The old man looked to his compatriots, who shrugged. “Not sure about this, as we’ve not been given orders relative to civilians.”
“So there’s nothing forbidding it,” Tommy said.
“Not strictly speaking, no.” He narrowed his eyes and sucked on a cheek. “This way, then,” he said, and led them through the arsenal’s main door.
They entered into a bare and cavernous foyer, and from there the old veteran took them to an anteroom lined with benches, where he instructed them to have a seat and wait.
“I’ll find out the particulars.”
“Much obliged to you, officer,” Adelina said with a gracious smile.
The man tipped his cap. “Thank you, miss, but I was never an officer.” And he walked away from them, smiling.
After he’d left, Adelina whispered, “I knew he wasn’t an officer,” and gave Tommy a wink.
Then they waited for well over an hour. Soldiers came and went through the room, along with volunteers answering the call of recruitment. It became obvious to Tommy they had mustered a modest force of veterans who had seen battle. If fully armed, they would constitute a considerable foe to the rioters, but seemed in no hurry to go out and meet the mob.
When the old soldier finally returned, he did so shaking his head. “I’m afraid I’ll have to ask you to leave,” the old man said. “We’ve been ordered to send civilians to the Metropolitan Police precincts.”
“But th
e precincts aren’t safe.” Tommy tried to sound calm and reasonable, even though this smacked of bureaucratic idiocy. “Most are manned by only a handful of patrolmen. They’ll be overrun.”

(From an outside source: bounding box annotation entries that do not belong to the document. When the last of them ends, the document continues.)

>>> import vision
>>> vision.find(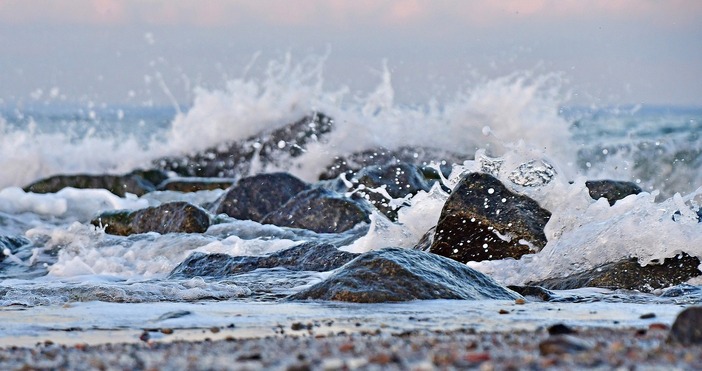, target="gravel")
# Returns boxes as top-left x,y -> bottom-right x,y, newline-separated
0,324 -> 702,370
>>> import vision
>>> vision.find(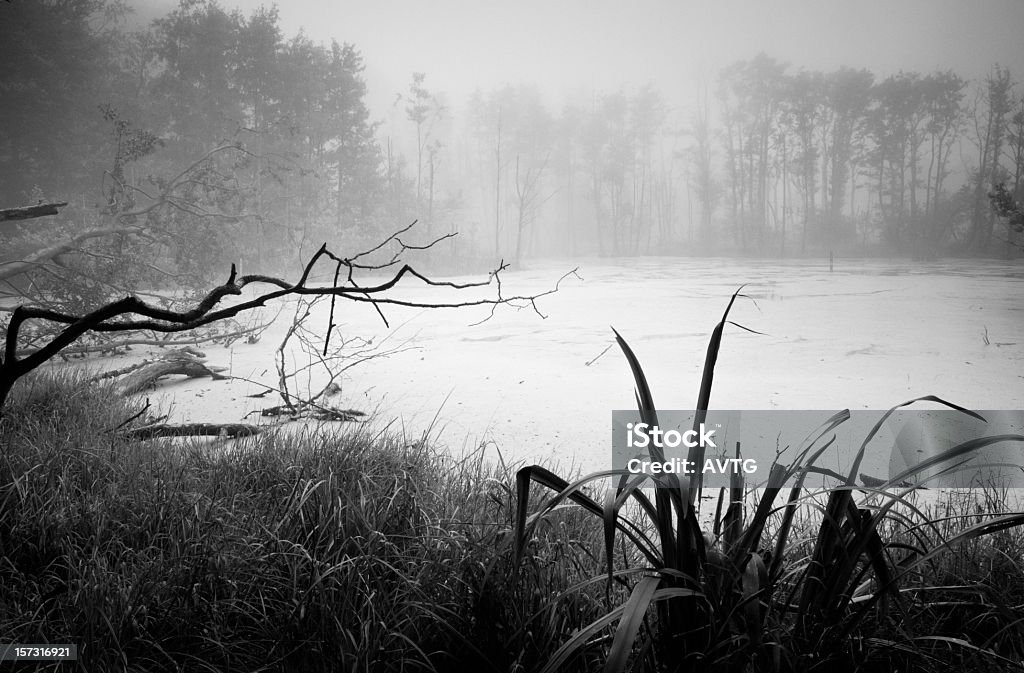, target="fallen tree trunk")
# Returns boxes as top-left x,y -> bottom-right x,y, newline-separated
0,201 -> 68,222
117,348 -> 227,395
121,423 -> 261,439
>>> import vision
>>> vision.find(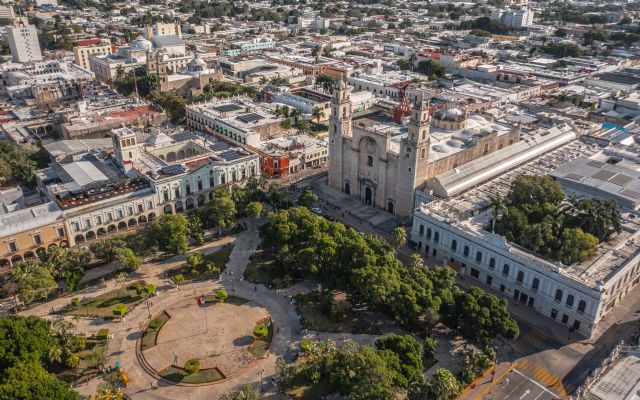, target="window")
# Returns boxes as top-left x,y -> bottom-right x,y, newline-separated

“I’m sorry,” the man said. “No civilians are to be admitted into the arsenal at this present time, by order of General Sanford.”
As absurd as the situation was, Tommy knew it would do no good to argue further, so he rose from the bench and Adelina did the same. They followed the old man back out into the street, the skyline blackened deeper than when they’d gone in. Tommy turned to the old man.
“Look at that.” He pointed at the smoke rising thickly in the distance. “With the troops you’ve mustered, why aren’t you out there taking on the mob?”
The old man snapped his crooked back straight. “We’re waiting on General Sanford’s orders.”
“That gall you?” Tommy asked, needling him. “It would gall me to be held back.”
The old man swallowed his words and said nothing.
Tommy shook his head and pulled Adelina away some yards, back down Seventh Avenue. “This reeks of politics,” he said.
“What do you mean?” Adelina asked.
“Sanford’s a Democrat, and he reports to Governor Seymour, who is also a Democrat.”
“So?”
“There’s a good chance the Democrats see this riot working in their favor against Lincoln and the war. If they can stop the draft, they have a better chance of forcing Lincoln to make peace.”
“You’re saying they want this?”
“I’m saying Sanford has put down riots in this city before, so why not now? He has no reason to hold his troops back, and yet he’s in there with his volunteers doing nothing.” But now they were back on the street, and he still had to get Adelina to safety. “I think we should proceed to the ferry at Christopher Street,” he said. “That will take you to Hoboken.”
“Very well,” she said. “But I feel you still mean to leave me.”